SINGAPORE: A former senior executive of Genting Singapore has been slapped with a civil penalty of S$50,000 for committing insider trading.
The integrated resort's former vice president of finance Kunya Tagi had on two days in April 2015 sold 175,000 Genting shares while in possession of "non-public price-sensitive information" concerning the company's financial results.
Then on May 14, 2015, Genting announced its financial losses for the quarter ending Mar 31 that year. Following the announcement, the company's shares closed 5.9 per cent lower at S$0.955 on the next trading day.
The sale of the shares enabled Ms Tagi to avoid a loss of S$13,625, the Commercial Affairs Department (CAD) and the Monetary Authority of Singapore (MAS) said a joint statement.
Following a joint investigation by CAD and MAS, Ms Tagi admitted to contravening the insider trading provision under the Securities and Futures Act (SFA).

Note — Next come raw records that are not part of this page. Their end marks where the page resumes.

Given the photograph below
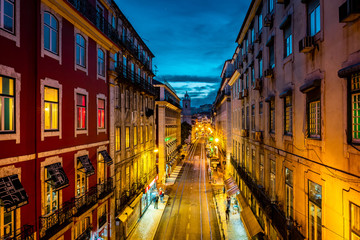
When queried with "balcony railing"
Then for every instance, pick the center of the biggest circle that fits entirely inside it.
(125, 74)
(102, 219)
(26, 232)
(105, 188)
(86, 235)
(90, 12)
(279, 220)
(51, 223)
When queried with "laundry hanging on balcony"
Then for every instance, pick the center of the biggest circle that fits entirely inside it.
(12, 193)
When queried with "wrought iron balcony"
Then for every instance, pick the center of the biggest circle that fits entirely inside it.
(102, 219)
(86, 235)
(26, 232)
(105, 188)
(86, 201)
(125, 74)
(90, 12)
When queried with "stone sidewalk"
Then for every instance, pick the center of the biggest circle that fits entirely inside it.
(149, 222)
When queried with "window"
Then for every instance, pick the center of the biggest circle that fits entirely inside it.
(289, 193)
(51, 194)
(272, 115)
(81, 180)
(260, 21)
(315, 215)
(7, 15)
(101, 63)
(127, 137)
(101, 113)
(314, 17)
(270, 5)
(271, 56)
(80, 50)
(7, 104)
(117, 139)
(51, 33)
(354, 222)
(314, 119)
(51, 102)
(81, 111)
(261, 172)
(355, 106)
(135, 135)
(7, 221)
(288, 114)
(287, 40)
(272, 179)
(253, 117)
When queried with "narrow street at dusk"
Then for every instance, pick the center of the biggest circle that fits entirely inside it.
(190, 212)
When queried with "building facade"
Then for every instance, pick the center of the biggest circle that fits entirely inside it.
(295, 120)
(168, 127)
(58, 79)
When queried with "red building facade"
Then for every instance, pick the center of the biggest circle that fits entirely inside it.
(56, 69)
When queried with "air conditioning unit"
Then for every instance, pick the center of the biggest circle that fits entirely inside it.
(133, 116)
(258, 136)
(268, 20)
(349, 11)
(258, 37)
(306, 44)
(251, 48)
(258, 84)
(244, 133)
(244, 93)
(269, 73)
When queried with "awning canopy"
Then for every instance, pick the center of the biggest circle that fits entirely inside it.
(251, 225)
(58, 176)
(87, 165)
(12, 193)
(125, 214)
(231, 186)
(106, 156)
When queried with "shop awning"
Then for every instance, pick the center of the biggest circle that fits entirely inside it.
(87, 165)
(251, 225)
(125, 214)
(12, 193)
(58, 176)
(106, 156)
(231, 186)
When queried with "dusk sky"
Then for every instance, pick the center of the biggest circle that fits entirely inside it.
(191, 39)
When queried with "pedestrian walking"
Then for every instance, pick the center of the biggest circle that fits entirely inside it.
(227, 213)
(156, 202)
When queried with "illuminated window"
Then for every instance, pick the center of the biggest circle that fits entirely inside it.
(51, 103)
(81, 180)
(101, 113)
(315, 211)
(314, 17)
(81, 111)
(7, 15)
(354, 222)
(80, 50)
(127, 137)
(117, 139)
(101, 63)
(51, 194)
(288, 114)
(355, 106)
(51, 33)
(7, 223)
(135, 135)
(289, 193)
(7, 104)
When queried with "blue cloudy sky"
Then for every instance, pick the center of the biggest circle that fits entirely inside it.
(190, 39)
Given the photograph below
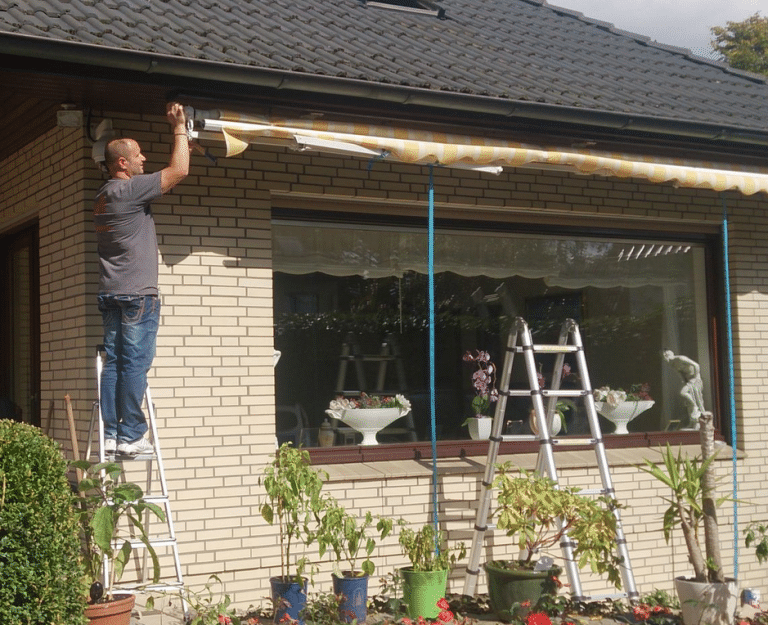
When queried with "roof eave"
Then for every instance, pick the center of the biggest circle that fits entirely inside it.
(159, 64)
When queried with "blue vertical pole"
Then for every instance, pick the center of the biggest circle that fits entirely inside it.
(732, 394)
(432, 418)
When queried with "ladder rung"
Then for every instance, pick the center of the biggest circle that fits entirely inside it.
(549, 349)
(592, 491)
(156, 498)
(569, 392)
(155, 542)
(159, 587)
(573, 442)
(547, 392)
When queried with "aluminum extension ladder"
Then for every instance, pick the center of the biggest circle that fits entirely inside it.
(520, 342)
(166, 538)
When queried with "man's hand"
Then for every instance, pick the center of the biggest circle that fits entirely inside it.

She has paid MAS a civil penalty of S$50,000 without court action.
The authorities said in the statement that the civil penalty action is not a criminal action and does not attract criminal sanctions. The regime, which became operational at the beginning of 2004, is designed to provide a nuanced approach to "combat market misconduct".
A civil penalty may be up to three times the amount of the profit gained or loss that had been avoided by the person as a result of the contravention. It is subject to a minimum of S$50,000 for individual offenders.